E-mail is a simple way to track social networks, according to Mark Newman, the CEO of the software development firm Morphix Company: “What we find is that e-mail mirrors the business relationships in an organisation.” MetaSight, an e-mail management programme developed by Morphix, reads e-mail envelopes and stores their sender, recipient and subject information, without reading the content. Newman says that it enables employers “to see who knows who and who knows what”.
On the flipside, employees discover that they can spend their time more profitably: “It enables you to search for colleagues in your organisation who might be interested in your topic. Work becomes more fulfilling . . . they get to work with people who can really help them get the work done.”
Should employees be worried about their privacy? Newman is sensitive to this charge and MetaSight allows users to opt out by marking their e-mails private and confidential. Privacy could be the least of your worries if you find yourself on the periphery of your boss’s social network map.
“I know who I named (in my network) but when I look at the map, I might see that person didn’t name me back,” Tracy Cox, director of enterprise integration at the US defence contractor Raytheon Co, tells Business Week (Feb 27). Now that hypothetical employee “knows that he isn’t valuable to his boss.
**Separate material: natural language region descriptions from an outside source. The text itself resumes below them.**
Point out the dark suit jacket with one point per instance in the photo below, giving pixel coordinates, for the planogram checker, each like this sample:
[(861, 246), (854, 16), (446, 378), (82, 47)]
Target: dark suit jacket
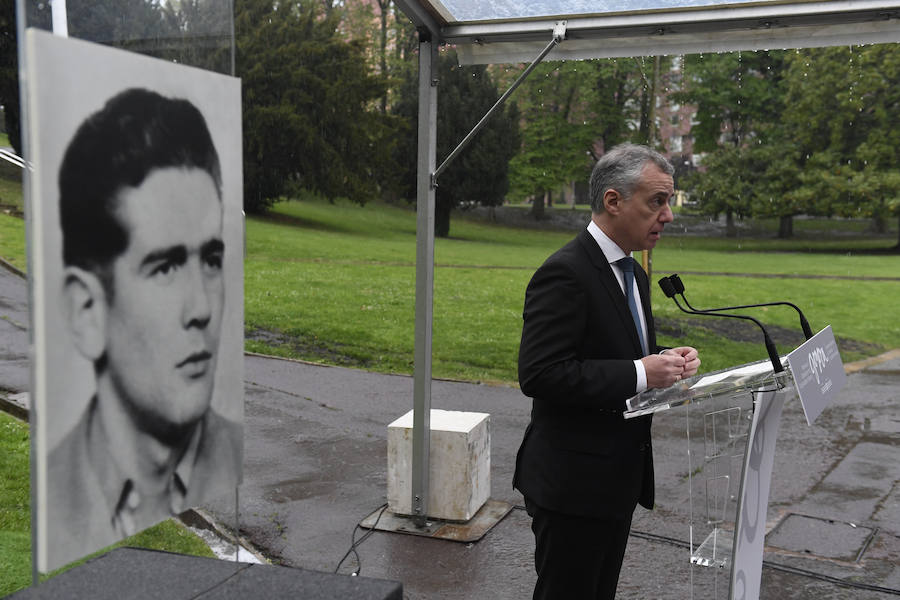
[(579, 455)]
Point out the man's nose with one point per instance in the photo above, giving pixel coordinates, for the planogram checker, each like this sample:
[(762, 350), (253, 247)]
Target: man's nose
[(666, 215)]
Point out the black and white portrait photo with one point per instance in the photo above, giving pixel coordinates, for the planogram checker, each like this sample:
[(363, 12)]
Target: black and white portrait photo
[(136, 251)]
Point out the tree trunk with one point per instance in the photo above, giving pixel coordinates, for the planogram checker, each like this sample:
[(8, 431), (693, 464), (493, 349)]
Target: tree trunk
[(786, 226), (383, 5), (897, 247), (537, 206), (730, 229)]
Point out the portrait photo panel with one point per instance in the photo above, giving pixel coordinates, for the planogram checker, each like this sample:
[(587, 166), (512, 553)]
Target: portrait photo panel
[(135, 241)]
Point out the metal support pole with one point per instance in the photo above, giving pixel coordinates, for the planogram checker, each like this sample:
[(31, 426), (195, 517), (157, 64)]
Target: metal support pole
[(424, 275), (559, 33), (58, 15)]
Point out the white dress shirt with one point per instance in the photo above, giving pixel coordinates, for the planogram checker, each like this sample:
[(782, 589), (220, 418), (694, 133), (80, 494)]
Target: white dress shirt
[(613, 253)]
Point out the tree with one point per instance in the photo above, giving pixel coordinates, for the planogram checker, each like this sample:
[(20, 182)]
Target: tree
[(557, 132), (308, 123), (740, 98), (842, 111), (9, 74), (478, 175)]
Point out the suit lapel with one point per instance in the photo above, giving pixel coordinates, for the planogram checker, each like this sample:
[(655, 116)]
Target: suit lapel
[(617, 299), (644, 287)]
And not only does he know it, but 50 of his closest friends know it too.”
Cheese describes social network analysis as the “next generation of knowledge management” which could become standard practice for managers rather than a specialist HR practice, or an IT project. This will require a culture change: “We have to value and reward the extent to which you share knowledge and make yourself available to share knowledge,” he says.
The bottom-line benefit is potentially enormous. How companies react to change, how quickly and effectively they gather information from inside the organisation and from customers and suppliers, is a “big competitive differentiator”, Cheese says.
Failing to find new ways to identify and pass on knowledge and experience is unthinkable. If 80 per cent to 90 per cent of an organisation’s smarts remain invisible, the imminent retirement of legions of baby-boomers will be hugely damaging to UK Plc. Playing six degrees of Kevin Bacon, sorry, separation could become a matter of corporate survival.